Этими людьми мир Бормотова замкнулся в своих горизонтах и плановых перспективах, и началось чаепитие.
Чай пили молча и с удовольствием, разогревая им настроение. Марфа Жамова стояла за спиной Бормотова и меняла ему пустые стаканы, сластя чай желтым экономическим песком, купленным в кооперативе как брак.
Иван Федотович Шмаков сидел с сознанием чести. Почтительный разговор не выходил из круга служебных тем. Поминались лихие случаи: задержка исполнением распоряжений Губисполкома — и в голосе говорившего чувствовался страх и скрытая радость избавления от ответственности.
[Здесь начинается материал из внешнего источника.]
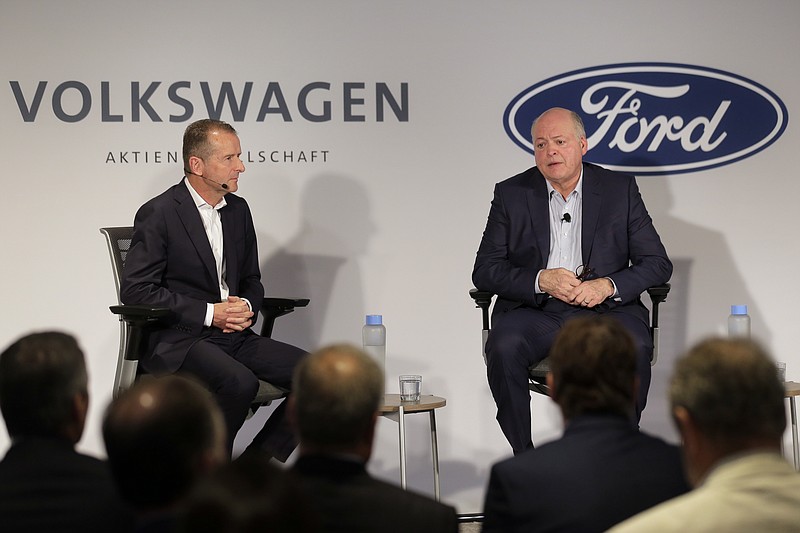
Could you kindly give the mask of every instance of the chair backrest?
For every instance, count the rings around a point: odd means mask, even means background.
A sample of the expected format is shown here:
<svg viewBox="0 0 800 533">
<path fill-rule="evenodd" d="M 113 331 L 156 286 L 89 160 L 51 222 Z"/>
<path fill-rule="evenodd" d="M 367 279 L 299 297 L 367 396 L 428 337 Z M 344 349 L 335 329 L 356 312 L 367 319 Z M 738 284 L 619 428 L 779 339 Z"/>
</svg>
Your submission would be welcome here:
<svg viewBox="0 0 800 533">
<path fill-rule="evenodd" d="M 108 253 L 111 256 L 111 266 L 113 267 L 114 273 L 114 287 L 117 291 L 117 301 L 122 305 L 122 301 L 120 300 L 122 269 L 125 266 L 125 259 L 128 256 L 128 251 L 131 249 L 133 227 L 120 226 L 100 228 L 100 233 L 105 236 L 106 244 L 108 244 Z M 269 337 L 272 333 L 272 325 L 277 317 L 291 313 L 294 311 L 295 307 L 305 307 L 306 305 L 308 305 L 308 299 L 305 298 L 265 298 L 261 310 L 265 317 L 262 334 L 266 333 L 264 336 Z M 135 306 L 125 307 L 130 308 Z M 153 311 L 165 311 L 165 309 L 149 309 L 147 311 L 150 312 L 151 317 L 157 317 L 161 316 L 163 313 L 153 313 Z M 119 320 L 119 356 L 117 358 L 117 371 L 114 377 L 115 397 L 133 384 L 137 373 L 140 371 L 138 360 L 135 358 L 137 355 L 135 353 L 136 349 L 129 350 L 128 344 L 130 343 L 136 346 L 142 338 L 142 327 L 136 329 L 132 328 L 129 321 L 125 320 L 122 314 L 120 314 Z M 253 400 L 253 405 L 269 405 L 272 400 L 283 398 L 287 393 L 288 391 L 286 389 L 259 380 L 258 393 Z"/>
<path fill-rule="evenodd" d="M 131 239 L 133 237 L 133 226 L 120 226 L 116 228 L 100 228 L 108 244 L 108 253 L 111 256 L 111 266 L 114 272 L 114 286 L 117 290 L 117 302 L 122 304 L 119 299 L 119 287 L 122 280 L 122 268 L 125 266 L 125 258 L 128 250 L 131 249 Z"/>
<path fill-rule="evenodd" d="M 119 297 L 119 288 L 122 280 L 122 267 L 125 266 L 125 258 L 131 248 L 131 238 L 133 237 L 132 226 L 122 226 L 117 228 L 100 228 L 108 244 L 108 254 L 111 256 L 111 267 L 114 274 L 114 288 L 117 291 L 117 303 L 122 304 Z M 131 336 L 130 326 L 119 319 L 119 354 L 117 356 L 117 370 L 114 374 L 114 397 L 124 389 L 127 389 L 136 378 L 138 364 L 136 361 L 126 361 L 128 341 Z"/>
</svg>

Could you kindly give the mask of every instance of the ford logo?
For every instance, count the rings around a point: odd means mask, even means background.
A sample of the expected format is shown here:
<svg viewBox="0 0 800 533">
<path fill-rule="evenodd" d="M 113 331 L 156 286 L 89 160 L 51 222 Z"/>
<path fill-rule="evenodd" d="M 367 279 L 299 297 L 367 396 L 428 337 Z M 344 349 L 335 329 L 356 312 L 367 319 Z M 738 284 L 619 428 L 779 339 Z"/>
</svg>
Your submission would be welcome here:
<svg viewBox="0 0 800 533">
<path fill-rule="evenodd" d="M 551 107 L 583 118 L 586 160 L 640 175 L 728 165 L 783 134 L 786 106 L 752 80 L 672 63 L 627 63 L 568 72 L 526 89 L 503 116 L 506 133 L 533 153 L 531 124 Z"/>
</svg>

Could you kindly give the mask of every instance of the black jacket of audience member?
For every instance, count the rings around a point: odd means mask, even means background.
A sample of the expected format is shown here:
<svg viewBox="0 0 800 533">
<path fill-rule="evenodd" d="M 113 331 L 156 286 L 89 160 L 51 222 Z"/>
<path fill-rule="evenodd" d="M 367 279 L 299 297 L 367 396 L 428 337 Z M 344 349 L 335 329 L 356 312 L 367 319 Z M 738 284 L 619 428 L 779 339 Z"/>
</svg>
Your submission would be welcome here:
<svg viewBox="0 0 800 533">
<path fill-rule="evenodd" d="M 124 533 L 133 522 L 106 463 L 66 440 L 20 438 L 0 461 L 3 533 Z"/>
</svg>

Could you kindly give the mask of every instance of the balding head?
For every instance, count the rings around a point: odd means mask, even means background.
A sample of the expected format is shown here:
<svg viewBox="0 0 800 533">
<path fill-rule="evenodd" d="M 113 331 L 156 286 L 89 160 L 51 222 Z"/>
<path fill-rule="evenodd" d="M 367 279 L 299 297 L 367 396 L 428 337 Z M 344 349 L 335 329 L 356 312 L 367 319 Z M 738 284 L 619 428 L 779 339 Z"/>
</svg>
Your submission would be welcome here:
<svg viewBox="0 0 800 533">
<path fill-rule="evenodd" d="M 369 440 L 383 396 L 383 372 L 367 354 L 334 345 L 311 354 L 292 383 L 292 418 L 302 448 L 353 451 Z"/>
<path fill-rule="evenodd" d="M 172 505 L 226 460 L 219 407 L 201 385 L 178 376 L 123 392 L 106 411 L 103 438 L 120 492 L 139 508 Z"/>
</svg>

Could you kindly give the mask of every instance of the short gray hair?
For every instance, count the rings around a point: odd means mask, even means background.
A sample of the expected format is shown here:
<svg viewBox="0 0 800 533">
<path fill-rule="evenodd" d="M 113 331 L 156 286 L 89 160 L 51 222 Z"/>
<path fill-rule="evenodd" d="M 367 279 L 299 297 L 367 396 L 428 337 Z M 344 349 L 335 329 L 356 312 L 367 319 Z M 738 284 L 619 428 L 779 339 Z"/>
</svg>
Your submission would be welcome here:
<svg viewBox="0 0 800 533">
<path fill-rule="evenodd" d="M 68 333 L 25 335 L 0 355 L 0 409 L 14 437 L 63 437 L 73 398 L 88 395 L 78 341 Z"/>
<path fill-rule="evenodd" d="M 709 438 L 736 447 L 752 438 L 780 439 L 786 429 L 784 386 L 758 343 L 711 338 L 675 365 L 673 408 L 683 407 Z"/>
</svg>

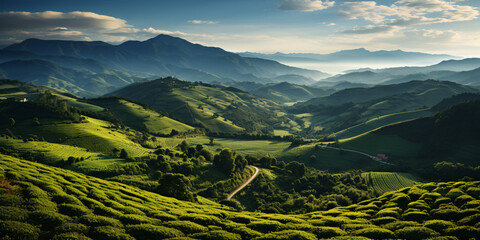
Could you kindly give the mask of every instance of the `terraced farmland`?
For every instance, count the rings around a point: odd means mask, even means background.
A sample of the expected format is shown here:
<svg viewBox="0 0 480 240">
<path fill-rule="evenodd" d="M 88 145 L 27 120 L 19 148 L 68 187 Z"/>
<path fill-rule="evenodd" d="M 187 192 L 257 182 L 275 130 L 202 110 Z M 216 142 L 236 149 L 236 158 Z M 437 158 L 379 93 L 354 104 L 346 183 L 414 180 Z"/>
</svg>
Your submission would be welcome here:
<svg viewBox="0 0 480 240">
<path fill-rule="evenodd" d="M 411 187 L 420 183 L 418 179 L 409 173 L 366 172 L 362 174 L 362 177 L 379 194 Z"/>
</svg>

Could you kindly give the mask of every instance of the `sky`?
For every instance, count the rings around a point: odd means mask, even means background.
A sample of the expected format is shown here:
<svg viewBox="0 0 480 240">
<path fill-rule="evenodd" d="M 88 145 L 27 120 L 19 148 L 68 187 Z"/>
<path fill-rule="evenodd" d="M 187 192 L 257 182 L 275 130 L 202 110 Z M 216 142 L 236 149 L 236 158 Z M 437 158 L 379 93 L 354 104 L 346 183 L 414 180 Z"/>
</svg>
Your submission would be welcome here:
<svg viewBox="0 0 480 240">
<path fill-rule="evenodd" d="M 480 0 L 0 0 L 0 45 L 169 34 L 232 52 L 480 57 Z"/>
</svg>

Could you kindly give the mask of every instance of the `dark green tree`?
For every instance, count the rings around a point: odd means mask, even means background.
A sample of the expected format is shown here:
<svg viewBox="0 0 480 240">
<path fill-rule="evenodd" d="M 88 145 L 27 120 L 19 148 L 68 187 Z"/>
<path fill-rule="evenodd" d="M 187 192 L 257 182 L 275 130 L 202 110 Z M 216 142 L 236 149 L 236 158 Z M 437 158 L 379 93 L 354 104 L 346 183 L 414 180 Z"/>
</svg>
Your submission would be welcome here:
<svg viewBox="0 0 480 240">
<path fill-rule="evenodd" d="M 195 197 L 191 191 L 192 183 L 183 174 L 163 174 L 158 180 L 158 183 L 160 185 L 157 187 L 157 192 L 162 195 L 174 197 L 180 200 L 186 200 L 191 202 L 195 201 Z"/>
</svg>

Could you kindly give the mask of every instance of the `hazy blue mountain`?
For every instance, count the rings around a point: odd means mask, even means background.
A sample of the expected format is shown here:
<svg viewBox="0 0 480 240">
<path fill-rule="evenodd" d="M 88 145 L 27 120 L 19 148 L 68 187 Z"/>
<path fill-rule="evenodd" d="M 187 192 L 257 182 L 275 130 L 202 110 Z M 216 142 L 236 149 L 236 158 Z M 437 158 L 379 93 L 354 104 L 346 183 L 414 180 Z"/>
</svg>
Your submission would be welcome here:
<svg viewBox="0 0 480 240">
<path fill-rule="evenodd" d="M 480 58 L 448 60 L 426 67 L 398 67 L 385 69 L 359 69 L 324 79 L 327 82 L 353 82 L 366 84 L 397 84 L 412 80 L 435 79 L 466 85 L 480 85 Z M 321 84 L 320 82 L 316 83 Z"/>
<path fill-rule="evenodd" d="M 255 95 L 274 99 L 280 102 L 306 101 L 315 97 L 327 96 L 335 90 L 297 85 L 288 82 L 266 84 L 249 91 Z"/>
<path fill-rule="evenodd" d="M 246 57 L 259 57 L 281 62 L 357 62 L 357 61 L 386 61 L 386 62 L 439 62 L 446 59 L 457 59 L 458 57 L 446 54 L 428 54 L 420 52 L 395 51 L 369 51 L 365 48 L 343 50 L 330 54 L 314 53 L 274 53 L 261 54 L 244 52 L 240 53 Z"/>
<path fill-rule="evenodd" d="M 123 72 L 92 73 L 60 67 L 44 60 L 14 60 L 0 64 L 3 78 L 53 87 L 78 96 L 94 96 L 139 80 Z"/>
<path fill-rule="evenodd" d="M 93 59 L 129 73 L 173 75 L 190 81 L 273 82 L 273 78 L 286 74 L 316 79 L 327 76 L 319 71 L 289 67 L 272 60 L 241 57 L 220 48 L 205 47 L 168 35 L 146 41 L 127 41 L 120 45 L 27 39 L 4 50 Z"/>
</svg>

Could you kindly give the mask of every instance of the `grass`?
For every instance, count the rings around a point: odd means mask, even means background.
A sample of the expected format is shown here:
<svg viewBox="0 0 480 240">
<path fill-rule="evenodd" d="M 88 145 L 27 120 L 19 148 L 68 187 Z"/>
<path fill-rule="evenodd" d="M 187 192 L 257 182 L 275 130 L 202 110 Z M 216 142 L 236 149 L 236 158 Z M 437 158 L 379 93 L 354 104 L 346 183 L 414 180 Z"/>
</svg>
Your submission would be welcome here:
<svg viewBox="0 0 480 240">
<path fill-rule="evenodd" d="M 132 139 L 137 133 L 113 128 L 109 122 L 86 117 L 82 123 L 55 123 L 32 126 L 30 123 L 12 128 L 15 135 L 34 134 L 48 142 L 85 148 L 88 151 L 111 154 L 113 148 L 125 149 L 130 156 L 144 156 L 151 152 Z"/>
<path fill-rule="evenodd" d="M 90 100 L 90 102 L 107 108 L 117 116 L 122 123 L 140 131 L 145 130 L 153 134 L 166 135 L 170 134 L 172 130 L 187 132 L 194 129 L 187 124 L 162 116 L 152 109 L 145 108 L 124 99 L 106 98 Z"/>
<path fill-rule="evenodd" d="M 365 178 L 369 187 L 372 187 L 375 192 L 379 194 L 411 187 L 415 184 L 421 183 L 409 173 L 365 172 L 362 173 L 362 177 Z"/>
<path fill-rule="evenodd" d="M 396 124 L 396 123 L 413 120 L 417 118 L 422 118 L 422 117 L 428 117 L 428 116 L 431 116 L 432 114 L 433 113 L 430 112 L 430 109 L 421 109 L 416 111 L 400 112 L 400 113 L 384 115 L 384 116 L 370 119 L 364 123 L 349 127 L 342 131 L 336 132 L 331 136 L 335 136 L 338 139 L 355 138 L 356 136 L 370 132 L 372 130 L 375 130 L 377 128 L 380 128 L 386 125 Z"/>
<path fill-rule="evenodd" d="M 438 184 L 458 189 L 460 196 L 435 193 L 439 188 L 429 183 L 329 211 L 282 215 L 238 212 L 204 198 L 197 203 L 184 202 L 11 156 L 0 155 L 0 159 L 0 178 L 6 179 L 0 185 L 0 233 L 10 238 L 353 239 L 356 235 L 398 238 L 442 234 L 468 239 L 480 233 L 475 215 L 478 210 L 474 208 L 457 208 L 458 221 L 433 222 L 435 216 L 443 216 L 440 212 L 449 204 L 438 208 L 432 199 L 448 198 L 452 202 L 469 197 L 478 201 L 478 196 L 466 192 L 480 187 L 480 182 Z M 13 193 L 5 192 L 7 188 Z M 428 198 L 423 197 L 426 194 Z M 418 198 L 421 200 L 415 200 Z M 451 202 L 450 209 L 455 209 Z M 381 210 L 383 206 L 400 206 L 390 207 L 398 215 L 378 217 L 377 212 L 386 212 Z M 431 214 L 419 212 L 419 207 L 431 208 Z M 405 220 L 414 215 L 429 220 Z"/>
</svg>

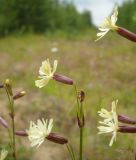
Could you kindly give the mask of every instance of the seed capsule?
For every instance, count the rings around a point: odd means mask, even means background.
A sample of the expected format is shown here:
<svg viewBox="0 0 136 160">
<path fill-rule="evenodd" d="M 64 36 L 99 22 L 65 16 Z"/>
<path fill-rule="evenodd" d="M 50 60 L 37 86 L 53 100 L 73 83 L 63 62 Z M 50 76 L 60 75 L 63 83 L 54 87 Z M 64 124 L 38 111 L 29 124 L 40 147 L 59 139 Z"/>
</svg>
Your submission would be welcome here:
<svg viewBox="0 0 136 160">
<path fill-rule="evenodd" d="M 117 28 L 117 32 L 118 34 L 120 34 L 121 36 L 129 39 L 130 41 L 136 42 L 136 34 L 132 33 L 128 30 L 126 30 L 125 28 L 122 27 L 118 27 Z"/>
<path fill-rule="evenodd" d="M 58 144 L 66 144 L 68 143 L 68 140 L 64 137 L 61 137 L 60 135 L 56 133 L 50 133 L 47 137 L 48 140 L 58 143 Z"/>
<path fill-rule="evenodd" d="M 120 126 L 118 132 L 136 133 L 136 127 L 134 127 L 134 126 Z"/>
<path fill-rule="evenodd" d="M 120 122 L 126 123 L 126 124 L 136 124 L 136 120 L 134 120 L 130 117 L 124 116 L 124 115 L 118 115 L 118 120 Z"/>
<path fill-rule="evenodd" d="M 54 74 L 53 79 L 58 82 L 61 82 L 64 84 L 69 84 L 69 85 L 73 85 L 73 83 L 74 83 L 72 79 L 70 79 L 66 76 L 63 76 L 61 74 Z"/>
</svg>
Выплыло событие о задержке сдачи дел в архив самим Бормотовым, по причине их утери в перевозке из одного здания в другое, что, однако, Губархивом не было признано удовлетворительным объяснением и дела предложено было сдать. Тогда Бормотов, как замечательный администратор, велел набить сорок папок всякими бумажками. 2 недели не выносились корзины из учреждения, поставляя отброс в папки, — и 40 папок были превращены в 40 дел. Губархив прислал удовлетворительное отношение, и Бормотов послал его на доклад своему начальнику как символ порядка подведомственного ему органа.
Шмаков тлел возбуждением и шумел переполненным сердцем, но молчал до поры и тер свои писцовые вырождающиеся руки.
Много еще случаев помянули присутствующие. История текла над их головами, а они сидели в родном городе прижукнувшись и наблюдали, усмехаясь, за тем, что течет. Усмехались они потому, что были уверены, что-то, что течет, потечет-потечет и остановится. Еще давно Бормотов сказал, что в мире не только все течет, как сказал старый философ, но и все останавливается. И тогда, быть может, вновь зазвонят колокола. Бормотов, как коммунист, да и другие не желали, конечно, звона колоколов, но для порядка и внушения массам единого идеологического начала и колокола не плохи. А звон в государственной глуши — несомненно хорош, хотя бы с поэтической точки зрения, ибо в хорошем государстве и поэзия лежит на предназначенном ей месте.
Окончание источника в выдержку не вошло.